Photosynthetic upgrading of biogas from anaerobic digestion of mixed sludge in an outdoors algal-bacterial photobioreactor at pilot scale

Anaerobic digestion can biotransform the biodegradable fraction of sewage sludge into biogas, while the symbiotic action of algal-bacterial consortia can remove both the CO2 and H2S from biogas and nutrients from digestate. A 100 L anaerobic digester operated at 20 days of retention time coupled with a 180 L high-rate algal pond (HRAP) engineered to upgrade the biogas and treat the liquid fraction of the pilot digester was optimized along four operational stages: (I) operation with a greenhouse during winter; (II) operation without greenhouse; (III) process supplementation with NaHCO3; (IV) process supplementation with Na2CO3. The biogas produced was composed of 63.7 +/- 2.9% CH4, 33.7 +/- 1.9% CO2, 0.5 +/- 0.3% O-2 and 1.6 +/- 1.1% N-2. An average methane productivity of 324.7 +/- 75.8 mL CH4 g VSin(-1) and total COD removals of 48 +/- 20% were recorded in the digester. The CH4 concentration in the biomethane gradually decreased to 87.6 +/- 2.0% and 85.1 +/- 1.3% at the end of stage I and II, respectively, attributed to the loss of inorganic carbon in the HRAP. The supplementation of NaHCO3 and Na2CO3 mediated an increase in the CH4 content to 90.4 +/- 1.5 and 91.2 +/- 0.7% in stages III and IV, respectively.
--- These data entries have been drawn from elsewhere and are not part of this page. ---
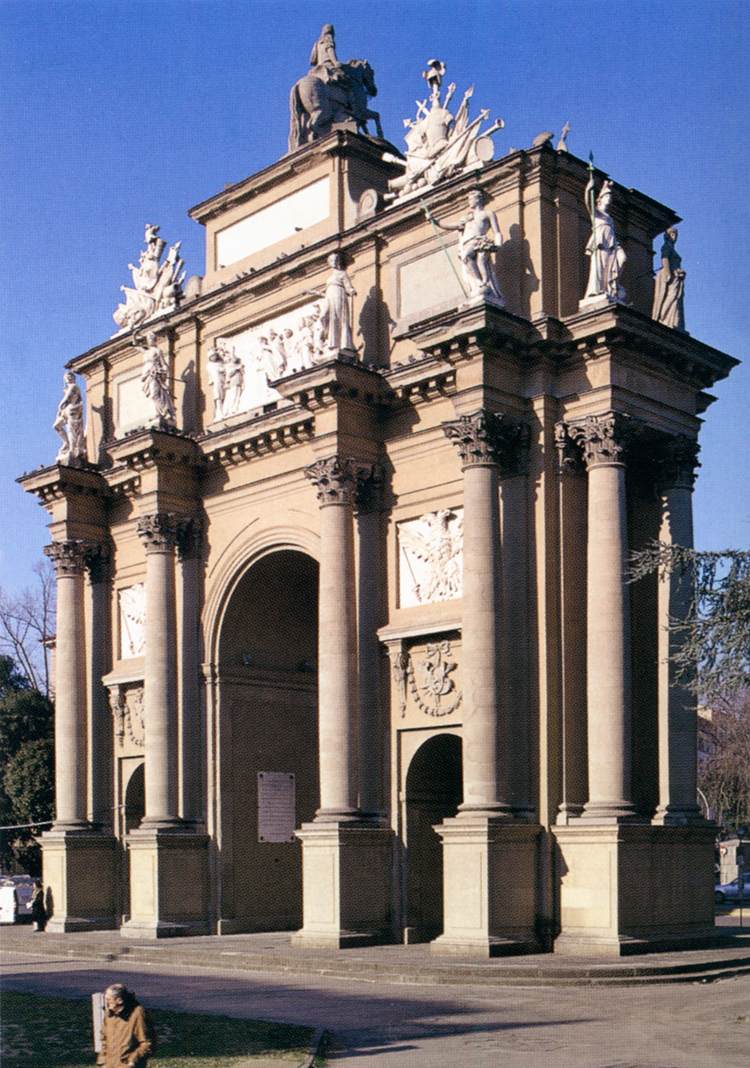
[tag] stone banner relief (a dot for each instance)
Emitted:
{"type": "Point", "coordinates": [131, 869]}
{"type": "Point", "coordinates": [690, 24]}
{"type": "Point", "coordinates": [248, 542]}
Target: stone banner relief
{"type": "Point", "coordinates": [133, 622]}
{"type": "Point", "coordinates": [431, 558]}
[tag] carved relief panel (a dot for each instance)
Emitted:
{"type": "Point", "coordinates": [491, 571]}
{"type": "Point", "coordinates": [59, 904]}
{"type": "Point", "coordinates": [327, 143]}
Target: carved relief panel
{"type": "Point", "coordinates": [425, 681]}
{"type": "Point", "coordinates": [126, 704]}
{"type": "Point", "coordinates": [431, 558]}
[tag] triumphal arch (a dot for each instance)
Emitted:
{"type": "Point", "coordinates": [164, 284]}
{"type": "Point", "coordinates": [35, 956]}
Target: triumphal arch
{"type": "Point", "coordinates": [345, 642]}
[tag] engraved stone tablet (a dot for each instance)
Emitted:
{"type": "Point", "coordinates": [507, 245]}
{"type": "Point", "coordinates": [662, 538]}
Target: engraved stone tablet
{"type": "Point", "coordinates": [133, 622]}
{"type": "Point", "coordinates": [276, 806]}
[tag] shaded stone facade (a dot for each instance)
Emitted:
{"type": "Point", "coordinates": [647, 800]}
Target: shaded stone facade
{"type": "Point", "coordinates": [399, 579]}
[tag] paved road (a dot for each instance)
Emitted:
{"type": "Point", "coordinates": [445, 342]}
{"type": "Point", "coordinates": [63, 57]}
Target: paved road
{"type": "Point", "coordinates": [696, 1025]}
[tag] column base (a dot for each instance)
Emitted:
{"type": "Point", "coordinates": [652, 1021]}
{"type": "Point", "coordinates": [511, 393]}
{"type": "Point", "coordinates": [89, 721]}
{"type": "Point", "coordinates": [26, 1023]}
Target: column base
{"type": "Point", "coordinates": [346, 884]}
{"type": "Point", "coordinates": [489, 880]}
{"type": "Point", "coordinates": [79, 880]}
{"type": "Point", "coordinates": [169, 883]}
{"type": "Point", "coordinates": [634, 888]}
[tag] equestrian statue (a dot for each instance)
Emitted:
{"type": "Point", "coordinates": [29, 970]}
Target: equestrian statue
{"type": "Point", "coordinates": [332, 94]}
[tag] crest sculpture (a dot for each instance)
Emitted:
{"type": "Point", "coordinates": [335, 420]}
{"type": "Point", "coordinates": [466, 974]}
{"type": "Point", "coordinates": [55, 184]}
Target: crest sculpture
{"type": "Point", "coordinates": [440, 144]}
{"type": "Point", "coordinates": [157, 285]}
{"type": "Point", "coordinates": [331, 95]}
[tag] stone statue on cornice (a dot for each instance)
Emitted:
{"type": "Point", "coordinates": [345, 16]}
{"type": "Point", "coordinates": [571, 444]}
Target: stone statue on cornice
{"type": "Point", "coordinates": [332, 95]}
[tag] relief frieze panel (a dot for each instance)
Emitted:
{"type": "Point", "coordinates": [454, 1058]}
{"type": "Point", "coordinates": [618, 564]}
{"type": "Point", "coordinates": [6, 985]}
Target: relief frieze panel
{"type": "Point", "coordinates": [431, 558]}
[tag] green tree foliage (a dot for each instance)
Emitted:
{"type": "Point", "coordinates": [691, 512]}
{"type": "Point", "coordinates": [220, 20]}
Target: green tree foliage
{"type": "Point", "coordinates": [712, 657]}
{"type": "Point", "coordinates": [713, 647]}
{"type": "Point", "coordinates": [27, 763]}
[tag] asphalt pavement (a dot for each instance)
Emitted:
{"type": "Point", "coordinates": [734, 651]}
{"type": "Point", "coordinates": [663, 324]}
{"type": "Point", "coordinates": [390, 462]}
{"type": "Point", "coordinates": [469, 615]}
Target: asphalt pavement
{"type": "Point", "coordinates": [392, 1025]}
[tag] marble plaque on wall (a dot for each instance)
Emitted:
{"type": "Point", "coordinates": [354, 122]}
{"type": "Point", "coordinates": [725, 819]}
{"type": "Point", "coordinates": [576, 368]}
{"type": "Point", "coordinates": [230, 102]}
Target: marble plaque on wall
{"type": "Point", "coordinates": [133, 622]}
{"type": "Point", "coordinates": [276, 806]}
{"type": "Point", "coordinates": [430, 282]}
{"type": "Point", "coordinates": [431, 558]}
{"type": "Point", "coordinates": [274, 223]}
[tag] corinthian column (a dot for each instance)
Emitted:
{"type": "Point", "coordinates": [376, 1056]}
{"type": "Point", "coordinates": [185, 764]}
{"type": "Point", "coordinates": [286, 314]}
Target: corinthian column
{"type": "Point", "coordinates": [336, 482]}
{"type": "Point", "coordinates": [677, 717]}
{"type": "Point", "coordinates": [482, 440]}
{"type": "Point", "coordinates": [69, 687]}
{"type": "Point", "coordinates": [159, 534]}
{"type": "Point", "coordinates": [608, 608]}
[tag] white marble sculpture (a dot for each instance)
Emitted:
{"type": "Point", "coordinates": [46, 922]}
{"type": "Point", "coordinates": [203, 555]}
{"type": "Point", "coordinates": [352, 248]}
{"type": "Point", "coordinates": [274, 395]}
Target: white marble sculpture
{"type": "Point", "coordinates": [157, 285]}
{"type": "Point", "coordinates": [336, 319]}
{"type": "Point", "coordinates": [155, 382]}
{"type": "Point", "coordinates": [215, 371]}
{"type": "Point", "coordinates": [606, 253]}
{"type": "Point", "coordinates": [286, 344]}
{"type": "Point", "coordinates": [480, 238]}
{"type": "Point", "coordinates": [133, 622]}
{"type": "Point", "coordinates": [431, 554]}
{"type": "Point", "coordinates": [68, 423]}
{"type": "Point", "coordinates": [438, 143]}
{"type": "Point", "coordinates": [669, 288]}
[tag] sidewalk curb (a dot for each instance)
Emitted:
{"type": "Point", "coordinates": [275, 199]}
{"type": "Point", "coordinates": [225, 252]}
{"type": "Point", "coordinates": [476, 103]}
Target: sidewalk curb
{"type": "Point", "coordinates": [317, 1047]}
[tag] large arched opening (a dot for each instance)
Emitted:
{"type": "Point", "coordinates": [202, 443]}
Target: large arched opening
{"type": "Point", "coordinates": [267, 670]}
{"type": "Point", "coordinates": [434, 788]}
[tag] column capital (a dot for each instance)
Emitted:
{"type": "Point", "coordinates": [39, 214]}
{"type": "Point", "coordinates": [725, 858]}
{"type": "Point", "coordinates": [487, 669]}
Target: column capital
{"type": "Point", "coordinates": [69, 556]}
{"type": "Point", "coordinates": [677, 462]}
{"type": "Point", "coordinates": [189, 538]}
{"type": "Point", "coordinates": [159, 531]}
{"type": "Point", "coordinates": [488, 439]}
{"type": "Point", "coordinates": [338, 478]}
{"type": "Point", "coordinates": [603, 439]}
{"type": "Point", "coordinates": [97, 558]}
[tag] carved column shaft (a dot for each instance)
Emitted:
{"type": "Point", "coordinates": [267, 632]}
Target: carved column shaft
{"type": "Point", "coordinates": [159, 533]}
{"type": "Point", "coordinates": [336, 481]}
{"type": "Point", "coordinates": [484, 441]}
{"type": "Point", "coordinates": [99, 720]}
{"type": "Point", "coordinates": [677, 715]}
{"type": "Point", "coordinates": [608, 609]}
{"type": "Point", "coordinates": [69, 687]}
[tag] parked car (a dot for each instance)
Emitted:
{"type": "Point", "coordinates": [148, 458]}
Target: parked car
{"type": "Point", "coordinates": [730, 891]}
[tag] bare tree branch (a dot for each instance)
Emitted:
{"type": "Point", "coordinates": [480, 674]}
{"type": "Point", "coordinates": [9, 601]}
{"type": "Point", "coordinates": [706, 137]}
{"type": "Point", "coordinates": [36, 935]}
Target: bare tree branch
{"type": "Point", "coordinates": [26, 623]}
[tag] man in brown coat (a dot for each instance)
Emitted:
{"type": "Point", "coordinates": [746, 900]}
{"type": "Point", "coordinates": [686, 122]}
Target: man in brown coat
{"type": "Point", "coordinates": [127, 1035]}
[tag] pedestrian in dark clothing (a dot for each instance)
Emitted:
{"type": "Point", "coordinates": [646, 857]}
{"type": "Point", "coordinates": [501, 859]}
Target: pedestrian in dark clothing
{"type": "Point", "coordinates": [38, 912]}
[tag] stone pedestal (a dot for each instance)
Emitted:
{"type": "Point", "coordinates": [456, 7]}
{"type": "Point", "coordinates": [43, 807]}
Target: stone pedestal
{"type": "Point", "coordinates": [489, 879]}
{"type": "Point", "coordinates": [79, 879]}
{"type": "Point", "coordinates": [346, 884]}
{"type": "Point", "coordinates": [169, 884]}
{"type": "Point", "coordinates": [631, 888]}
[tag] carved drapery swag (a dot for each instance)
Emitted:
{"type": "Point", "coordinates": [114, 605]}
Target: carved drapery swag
{"type": "Point", "coordinates": [74, 555]}
{"type": "Point", "coordinates": [126, 705]}
{"type": "Point", "coordinates": [489, 438]}
{"type": "Point", "coordinates": [428, 678]}
{"type": "Point", "coordinates": [677, 465]}
{"type": "Point", "coordinates": [339, 480]}
{"type": "Point", "coordinates": [603, 439]}
{"type": "Point", "coordinates": [159, 532]}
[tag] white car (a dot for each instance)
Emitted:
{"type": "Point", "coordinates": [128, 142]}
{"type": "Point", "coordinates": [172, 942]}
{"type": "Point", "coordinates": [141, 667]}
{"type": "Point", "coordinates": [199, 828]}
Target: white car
{"type": "Point", "coordinates": [730, 891]}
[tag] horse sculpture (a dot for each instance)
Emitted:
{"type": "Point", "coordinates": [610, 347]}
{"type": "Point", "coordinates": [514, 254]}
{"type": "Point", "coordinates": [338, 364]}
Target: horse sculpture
{"type": "Point", "coordinates": [316, 105]}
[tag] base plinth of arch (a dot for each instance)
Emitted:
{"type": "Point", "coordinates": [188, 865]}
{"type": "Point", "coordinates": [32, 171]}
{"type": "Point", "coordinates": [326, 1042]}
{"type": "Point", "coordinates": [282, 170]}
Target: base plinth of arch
{"type": "Point", "coordinates": [489, 886]}
{"type": "Point", "coordinates": [169, 884]}
{"type": "Point", "coordinates": [346, 885]}
{"type": "Point", "coordinates": [79, 879]}
{"type": "Point", "coordinates": [633, 888]}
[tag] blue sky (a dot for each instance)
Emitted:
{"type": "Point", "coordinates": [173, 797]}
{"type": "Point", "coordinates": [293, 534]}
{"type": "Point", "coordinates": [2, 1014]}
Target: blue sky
{"type": "Point", "coordinates": [116, 113]}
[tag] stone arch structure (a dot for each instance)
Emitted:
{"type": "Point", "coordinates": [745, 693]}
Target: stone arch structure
{"type": "Point", "coordinates": [265, 686]}
{"type": "Point", "coordinates": [433, 792]}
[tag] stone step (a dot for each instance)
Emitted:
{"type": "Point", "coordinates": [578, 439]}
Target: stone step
{"type": "Point", "coordinates": [706, 967]}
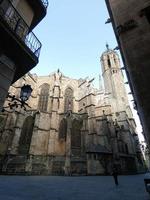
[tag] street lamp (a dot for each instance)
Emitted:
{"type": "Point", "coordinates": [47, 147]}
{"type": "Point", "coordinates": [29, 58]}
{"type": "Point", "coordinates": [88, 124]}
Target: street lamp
{"type": "Point", "coordinates": [25, 93]}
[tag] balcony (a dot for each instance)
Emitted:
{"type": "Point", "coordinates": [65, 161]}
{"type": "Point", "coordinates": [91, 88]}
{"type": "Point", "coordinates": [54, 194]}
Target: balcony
{"type": "Point", "coordinates": [17, 41]}
{"type": "Point", "coordinates": [45, 3]}
{"type": "Point", "coordinates": [15, 22]}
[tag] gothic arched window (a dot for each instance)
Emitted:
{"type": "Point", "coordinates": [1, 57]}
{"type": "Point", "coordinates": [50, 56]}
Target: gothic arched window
{"type": "Point", "coordinates": [68, 99]}
{"type": "Point", "coordinates": [76, 137]}
{"type": "Point", "coordinates": [26, 135]}
{"type": "Point", "coordinates": [63, 129]}
{"type": "Point", "coordinates": [43, 99]}
{"type": "Point", "coordinates": [109, 62]}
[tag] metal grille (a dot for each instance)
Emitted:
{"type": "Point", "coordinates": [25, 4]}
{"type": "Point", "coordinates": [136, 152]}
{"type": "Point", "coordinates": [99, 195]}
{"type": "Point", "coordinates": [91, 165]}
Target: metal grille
{"type": "Point", "coordinates": [16, 23]}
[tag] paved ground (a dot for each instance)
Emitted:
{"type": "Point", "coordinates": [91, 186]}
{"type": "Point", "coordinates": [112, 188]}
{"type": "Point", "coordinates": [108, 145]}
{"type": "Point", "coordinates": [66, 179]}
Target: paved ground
{"type": "Point", "coordinates": [72, 188]}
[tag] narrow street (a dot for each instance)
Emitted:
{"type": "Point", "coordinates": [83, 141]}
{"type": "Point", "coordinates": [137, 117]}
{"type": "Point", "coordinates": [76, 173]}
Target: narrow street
{"type": "Point", "coordinates": [72, 188]}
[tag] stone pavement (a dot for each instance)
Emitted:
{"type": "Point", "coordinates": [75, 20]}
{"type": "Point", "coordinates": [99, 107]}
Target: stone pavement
{"type": "Point", "coordinates": [72, 188]}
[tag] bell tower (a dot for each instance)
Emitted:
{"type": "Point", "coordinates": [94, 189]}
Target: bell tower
{"type": "Point", "coordinates": [113, 80]}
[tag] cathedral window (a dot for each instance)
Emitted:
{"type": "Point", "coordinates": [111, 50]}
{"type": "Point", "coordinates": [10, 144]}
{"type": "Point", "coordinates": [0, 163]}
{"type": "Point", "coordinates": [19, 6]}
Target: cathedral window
{"type": "Point", "coordinates": [126, 149]}
{"type": "Point", "coordinates": [76, 137]}
{"type": "Point", "coordinates": [109, 63]}
{"type": "Point", "coordinates": [63, 129]}
{"type": "Point", "coordinates": [43, 98]}
{"type": "Point", "coordinates": [146, 12]}
{"type": "Point", "coordinates": [26, 135]}
{"type": "Point", "coordinates": [68, 100]}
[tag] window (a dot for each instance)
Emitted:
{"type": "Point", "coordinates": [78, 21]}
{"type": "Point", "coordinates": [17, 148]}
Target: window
{"type": "Point", "coordinates": [76, 137]}
{"type": "Point", "coordinates": [147, 13]}
{"type": "Point", "coordinates": [43, 99]}
{"type": "Point", "coordinates": [26, 135]}
{"type": "Point", "coordinates": [68, 100]}
{"type": "Point", "coordinates": [63, 129]}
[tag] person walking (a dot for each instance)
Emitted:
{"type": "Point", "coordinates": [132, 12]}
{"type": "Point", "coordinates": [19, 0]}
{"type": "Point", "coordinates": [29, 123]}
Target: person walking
{"type": "Point", "coordinates": [115, 175]}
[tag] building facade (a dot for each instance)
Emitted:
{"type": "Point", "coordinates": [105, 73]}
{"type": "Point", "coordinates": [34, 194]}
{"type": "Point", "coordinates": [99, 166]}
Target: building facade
{"type": "Point", "coordinates": [131, 23]}
{"type": "Point", "coordinates": [19, 47]}
{"type": "Point", "coordinates": [71, 127]}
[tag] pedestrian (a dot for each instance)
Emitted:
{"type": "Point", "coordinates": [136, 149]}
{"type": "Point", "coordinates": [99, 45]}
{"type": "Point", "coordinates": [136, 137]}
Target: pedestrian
{"type": "Point", "coordinates": [115, 175]}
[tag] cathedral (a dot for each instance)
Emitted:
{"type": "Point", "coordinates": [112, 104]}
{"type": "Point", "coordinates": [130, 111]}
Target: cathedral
{"type": "Point", "coordinates": [70, 127]}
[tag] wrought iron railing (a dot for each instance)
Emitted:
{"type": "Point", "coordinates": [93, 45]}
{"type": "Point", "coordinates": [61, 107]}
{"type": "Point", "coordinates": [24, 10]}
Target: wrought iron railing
{"type": "Point", "coordinates": [16, 23]}
{"type": "Point", "coordinates": [45, 3]}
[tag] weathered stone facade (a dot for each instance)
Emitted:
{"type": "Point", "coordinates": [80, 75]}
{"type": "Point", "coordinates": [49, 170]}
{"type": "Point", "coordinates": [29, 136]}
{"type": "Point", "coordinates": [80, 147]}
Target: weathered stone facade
{"type": "Point", "coordinates": [131, 23]}
{"type": "Point", "coordinates": [71, 127]}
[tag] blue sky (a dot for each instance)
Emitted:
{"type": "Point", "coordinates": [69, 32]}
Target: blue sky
{"type": "Point", "coordinates": [74, 35]}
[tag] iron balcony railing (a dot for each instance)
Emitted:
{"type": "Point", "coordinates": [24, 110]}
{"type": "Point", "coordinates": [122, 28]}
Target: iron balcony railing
{"type": "Point", "coordinates": [16, 23]}
{"type": "Point", "coordinates": [45, 3]}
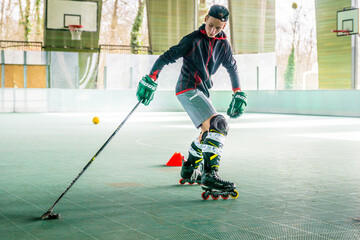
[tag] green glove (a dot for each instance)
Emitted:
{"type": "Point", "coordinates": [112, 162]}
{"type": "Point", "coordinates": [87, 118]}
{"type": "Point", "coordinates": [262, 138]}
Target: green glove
{"type": "Point", "coordinates": [237, 105]}
{"type": "Point", "coordinates": [146, 90]}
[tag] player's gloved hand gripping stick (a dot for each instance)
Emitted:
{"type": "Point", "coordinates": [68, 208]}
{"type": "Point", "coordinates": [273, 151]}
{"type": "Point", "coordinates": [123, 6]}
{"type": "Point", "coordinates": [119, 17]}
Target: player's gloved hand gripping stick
{"type": "Point", "coordinates": [146, 90]}
{"type": "Point", "coordinates": [237, 105]}
{"type": "Point", "coordinates": [49, 214]}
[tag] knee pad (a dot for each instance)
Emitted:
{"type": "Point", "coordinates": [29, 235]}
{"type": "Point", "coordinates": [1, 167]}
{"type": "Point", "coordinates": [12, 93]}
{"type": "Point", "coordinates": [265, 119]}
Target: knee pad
{"type": "Point", "coordinates": [219, 124]}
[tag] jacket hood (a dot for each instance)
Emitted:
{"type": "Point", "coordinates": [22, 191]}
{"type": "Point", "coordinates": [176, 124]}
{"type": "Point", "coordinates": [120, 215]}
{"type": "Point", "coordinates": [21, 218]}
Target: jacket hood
{"type": "Point", "coordinates": [220, 35]}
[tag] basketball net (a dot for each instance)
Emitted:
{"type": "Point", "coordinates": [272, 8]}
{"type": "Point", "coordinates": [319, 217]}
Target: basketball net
{"type": "Point", "coordinates": [75, 31]}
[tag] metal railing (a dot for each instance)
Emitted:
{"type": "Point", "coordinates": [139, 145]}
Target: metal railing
{"type": "Point", "coordinates": [125, 49]}
{"type": "Point", "coordinates": [20, 45]}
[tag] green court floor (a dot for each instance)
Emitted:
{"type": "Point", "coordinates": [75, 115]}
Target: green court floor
{"type": "Point", "coordinates": [298, 178]}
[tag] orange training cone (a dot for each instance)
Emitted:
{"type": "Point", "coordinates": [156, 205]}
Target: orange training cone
{"type": "Point", "coordinates": [175, 160]}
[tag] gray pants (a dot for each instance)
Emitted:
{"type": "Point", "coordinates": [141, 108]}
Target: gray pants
{"type": "Point", "coordinates": [197, 105]}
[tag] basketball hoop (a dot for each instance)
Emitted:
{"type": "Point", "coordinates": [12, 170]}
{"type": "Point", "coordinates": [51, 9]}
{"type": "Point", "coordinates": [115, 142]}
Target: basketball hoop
{"type": "Point", "coordinates": [75, 31]}
{"type": "Point", "coordinates": [345, 32]}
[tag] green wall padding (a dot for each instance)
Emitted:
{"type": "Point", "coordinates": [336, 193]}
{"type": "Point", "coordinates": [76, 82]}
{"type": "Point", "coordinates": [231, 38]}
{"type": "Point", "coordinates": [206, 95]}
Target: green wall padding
{"type": "Point", "coordinates": [334, 53]}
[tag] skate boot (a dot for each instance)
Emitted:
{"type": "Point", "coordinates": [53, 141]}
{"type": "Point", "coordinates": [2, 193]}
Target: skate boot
{"type": "Point", "coordinates": [212, 148]}
{"type": "Point", "coordinates": [191, 169]}
{"type": "Point", "coordinates": [211, 181]}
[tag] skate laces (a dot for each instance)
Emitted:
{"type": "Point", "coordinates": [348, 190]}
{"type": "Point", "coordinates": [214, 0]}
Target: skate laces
{"type": "Point", "coordinates": [195, 174]}
{"type": "Point", "coordinates": [217, 177]}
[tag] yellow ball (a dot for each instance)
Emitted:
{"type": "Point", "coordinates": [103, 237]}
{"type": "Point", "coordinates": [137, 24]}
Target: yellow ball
{"type": "Point", "coordinates": [96, 120]}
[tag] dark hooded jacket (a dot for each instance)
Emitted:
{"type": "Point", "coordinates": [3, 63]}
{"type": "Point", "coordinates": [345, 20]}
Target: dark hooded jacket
{"type": "Point", "coordinates": [202, 56]}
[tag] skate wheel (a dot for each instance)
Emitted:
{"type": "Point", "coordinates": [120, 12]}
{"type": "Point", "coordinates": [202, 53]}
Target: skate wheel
{"type": "Point", "coordinates": [205, 195]}
{"type": "Point", "coordinates": [234, 194]}
{"type": "Point", "coordinates": [225, 196]}
{"type": "Point", "coordinates": [215, 196]}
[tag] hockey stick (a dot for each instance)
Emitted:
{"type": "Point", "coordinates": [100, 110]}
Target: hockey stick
{"type": "Point", "coordinates": [49, 214]}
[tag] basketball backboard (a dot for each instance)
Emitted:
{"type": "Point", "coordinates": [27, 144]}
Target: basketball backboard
{"type": "Point", "coordinates": [59, 14]}
{"type": "Point", "coordinates": [348, 20]}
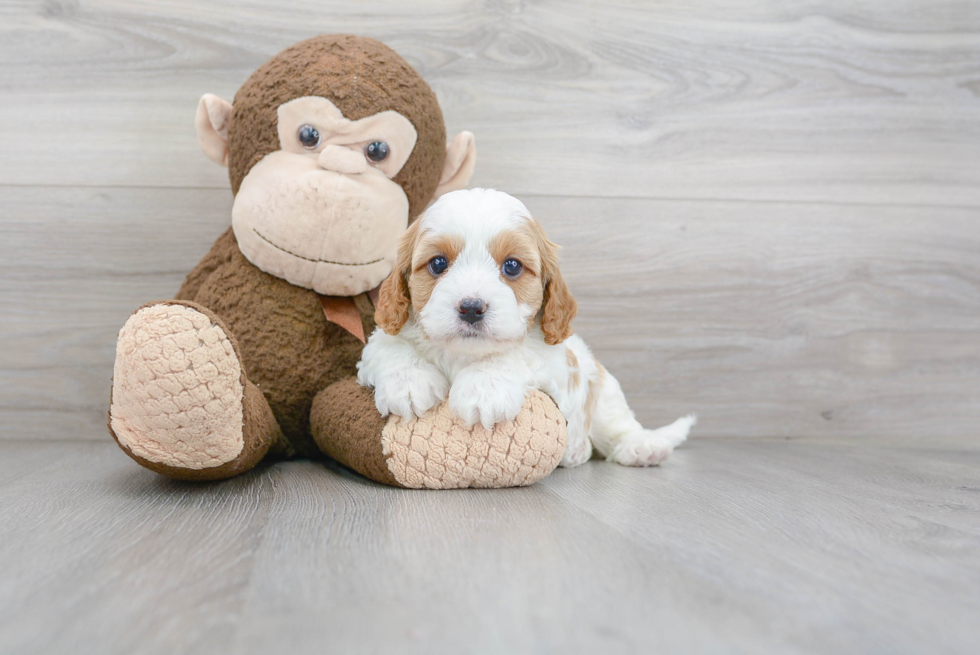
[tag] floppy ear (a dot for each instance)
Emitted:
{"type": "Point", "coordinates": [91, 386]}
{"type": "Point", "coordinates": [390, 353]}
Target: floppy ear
{"type": "Point", "coordinates": [211, 121]}
{"type": "Point", "coordinates": [558, 305]}
{"type": "Point", "coordinates": [459, 164]}
{"type": "Point", "coordinates": [394, 298]}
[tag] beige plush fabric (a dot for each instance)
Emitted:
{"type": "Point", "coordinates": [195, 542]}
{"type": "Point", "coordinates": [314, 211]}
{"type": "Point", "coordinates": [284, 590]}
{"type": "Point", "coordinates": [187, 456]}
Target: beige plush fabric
{"type": "Point", "coordinates": [440, 452]}
{"type": "Point", "coordinates": [178, 389]}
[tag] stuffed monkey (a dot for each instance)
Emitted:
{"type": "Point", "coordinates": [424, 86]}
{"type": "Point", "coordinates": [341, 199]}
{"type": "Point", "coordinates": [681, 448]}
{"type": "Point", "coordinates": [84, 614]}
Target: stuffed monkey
{"type": "Point", "coordinates": [333, 147]}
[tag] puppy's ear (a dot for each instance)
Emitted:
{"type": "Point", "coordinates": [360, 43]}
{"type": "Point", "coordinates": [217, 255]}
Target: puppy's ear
{"type": "Point", "coordinates": [558, 304]}
{"type": "Point", "coordinates": [394, 298]}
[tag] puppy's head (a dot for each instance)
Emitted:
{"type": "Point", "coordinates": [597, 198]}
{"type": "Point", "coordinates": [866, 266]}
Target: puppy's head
{"type": "Point", "coordinates": [478, 272]}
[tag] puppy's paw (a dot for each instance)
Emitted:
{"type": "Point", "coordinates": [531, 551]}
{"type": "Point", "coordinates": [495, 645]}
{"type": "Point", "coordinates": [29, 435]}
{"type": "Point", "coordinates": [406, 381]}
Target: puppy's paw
{"type": "Point", "coordinates": [486, 399]}
{"type": "Point", "coordinates": [651, 447]}
{"type": "Point", "coordinates": [578, 452]}
{"type": "Point", "coordinates": [410, 391]}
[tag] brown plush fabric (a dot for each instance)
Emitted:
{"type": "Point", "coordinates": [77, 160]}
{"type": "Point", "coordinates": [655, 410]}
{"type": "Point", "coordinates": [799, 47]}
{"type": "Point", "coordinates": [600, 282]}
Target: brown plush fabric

Steady state CO2 removals of 90% and 88% in stages I and II, and 95.7 and 97.6% in stages III and IV, respectively, were recorded. A constant biomass productivity of 22 g m(-2) d(-1), set by daily harvesting 26.5 g dry algal-bacterial biomass from the bottom of the settler, was maintained concomitantly with a complete removal of the N and P supplied via centrate.